Mais de plus en plus ces temps-ci, je me dis que Socrate est aussi passé à côté de quelque chose : savoir qu'on "ne vaut pas mieux". Il ne s'agit plus cette fois du côté intellectuel de nos vies, mais de leur sensibilité morale, ou éthique (comme on voudra) : "Je ne vaux pas mieux que mes pères" dit déjà le Prophète Elie. Cette conviction est plutôt biblique en effet, et, allez savoir pourquoi, elle me touche spécialement ces temps-ci : "Du point de vue de la morale, nous n'avons de leçon à donner à personne!"
Jésus, donc, après  - ou avec - Socrate!

samedi 2 août 2014

Dieu, notre nourriture

De multiples façons, Jésus a cherché à nous dire qui est Dieu.
Voilà, au fond, ce que raconte la foi chrétienne.
La critique moderniste a beaucoup épilogué sur la véracité historique des faits et gestes de Jésus : je suis en train de relire - trente-cinq ans  ans après première lecture, quand j'étais au Séminaire! - l'admirable "Augustin ou le Maître est là", de Malègue, récemment réédité, et qui reprend si bien les tenants et aboutissants de cette période, en relevant les questions de fond qu'elle pose (dont je crois que quelques-unes d'entre elles, au moins, ont été résolues avec le temps, avec le siècle qui a passé, précisément parce qu'il a été critique.)
Reste, comme disait Pascal, "le mystère de Jésus".  Une fois qu'on sait qu'il a vraiment vécu, qu'il a dit ou fait ceci ou cela, etc., on franchit un pas de plus - un pas essentiel - en disant avec la foi chrétienne que cet homme-là est Dieu.
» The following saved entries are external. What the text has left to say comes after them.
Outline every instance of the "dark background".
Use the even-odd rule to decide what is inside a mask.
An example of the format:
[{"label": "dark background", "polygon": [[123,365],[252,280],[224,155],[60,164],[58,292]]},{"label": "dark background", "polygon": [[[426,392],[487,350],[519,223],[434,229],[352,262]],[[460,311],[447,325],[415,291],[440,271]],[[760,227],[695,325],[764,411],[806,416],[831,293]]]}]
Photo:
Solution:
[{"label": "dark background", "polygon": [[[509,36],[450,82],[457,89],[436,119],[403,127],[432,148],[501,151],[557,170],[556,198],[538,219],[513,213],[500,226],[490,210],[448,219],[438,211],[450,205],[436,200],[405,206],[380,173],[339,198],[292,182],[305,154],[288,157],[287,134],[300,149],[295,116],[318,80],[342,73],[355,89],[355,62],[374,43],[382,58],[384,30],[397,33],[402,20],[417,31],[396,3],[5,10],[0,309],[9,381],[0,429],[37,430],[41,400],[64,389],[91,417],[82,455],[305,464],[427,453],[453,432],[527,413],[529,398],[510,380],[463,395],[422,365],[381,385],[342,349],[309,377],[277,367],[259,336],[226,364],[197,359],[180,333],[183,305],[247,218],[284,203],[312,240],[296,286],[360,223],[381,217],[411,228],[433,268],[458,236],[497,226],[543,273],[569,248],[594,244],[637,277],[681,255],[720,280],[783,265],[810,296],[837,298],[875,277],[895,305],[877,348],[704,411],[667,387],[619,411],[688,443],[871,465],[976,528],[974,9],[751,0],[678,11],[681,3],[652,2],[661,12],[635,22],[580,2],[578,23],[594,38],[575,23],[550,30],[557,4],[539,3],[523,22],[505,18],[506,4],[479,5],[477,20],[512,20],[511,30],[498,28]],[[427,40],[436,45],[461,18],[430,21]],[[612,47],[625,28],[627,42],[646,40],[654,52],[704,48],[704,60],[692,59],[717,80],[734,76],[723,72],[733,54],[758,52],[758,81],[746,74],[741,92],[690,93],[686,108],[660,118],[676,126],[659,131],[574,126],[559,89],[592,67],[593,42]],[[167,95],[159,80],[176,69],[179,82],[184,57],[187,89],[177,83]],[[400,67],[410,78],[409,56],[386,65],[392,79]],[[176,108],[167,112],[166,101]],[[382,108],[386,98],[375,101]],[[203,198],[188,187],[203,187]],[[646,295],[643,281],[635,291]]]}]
Qu'on ne peut rien savoir (ou en tous les cas, rien savoir de mieux) à propos de Dieu qu'en le regardant, qu'en l'écoutant, qu'en devenant son contemporain, puisqu'il est vivant avec nous, ressuscité et, loin d'être un souvenir, présent plus que nous-mêmes à nos vies.
Cela pose des tas de questions que la théologie essaie de traiter : pourquoi lui et pas un autre? On épiloguera là-dessus tant qu'on voudra!
Mais, dans la foi, on est heureux de se dire : mieux vaut lui que n'importe quel autre!
Et, notamment, parce que, si c'est vrai que cet homme-là nous raconte ce qu'est Dieu, qui est Dieu, alors la face de Dieu change absolument dans l'univers mental des humains. Il n'est plus une espèce de despote hyper-puissant gouvernant de haut nos pauvres destinées. Il n'est plus un Juge inflexible qui nous attend de l'autre côté avec le bâton de sa vindicte (même s'il reste un Juge, évidemment, mais seulement de notre charité : voir Mt 25!), il n'est même plus une nounou consolatrice apaisant nos peurs sur sa poitrine généreuse.
Au-delà de toute représentation, il est Celui qui est plus proche de nous que nous-mêmes.
La nourriture de notre désir et de nos volontés les plus bienveillantes, capables de nourrir l'humanité entière avec la petitesse de nos capacités - mais non sans elles : "Donnez-leur vous-mêmes à manger!" (Mt14, c'est l'évangile lu ce dimanche...)
Je ne connais pas de révélation (car c'en est une : comme dit saint Paul, "ça, on n'y aurait pas pensé" - je simplifie le propos, voir la Première aux Corinthiens) plus digne de l'homme, plus capable de l'accomplir dans tout ce que réclame, dans tout ce que supplie son humanité la plus haute.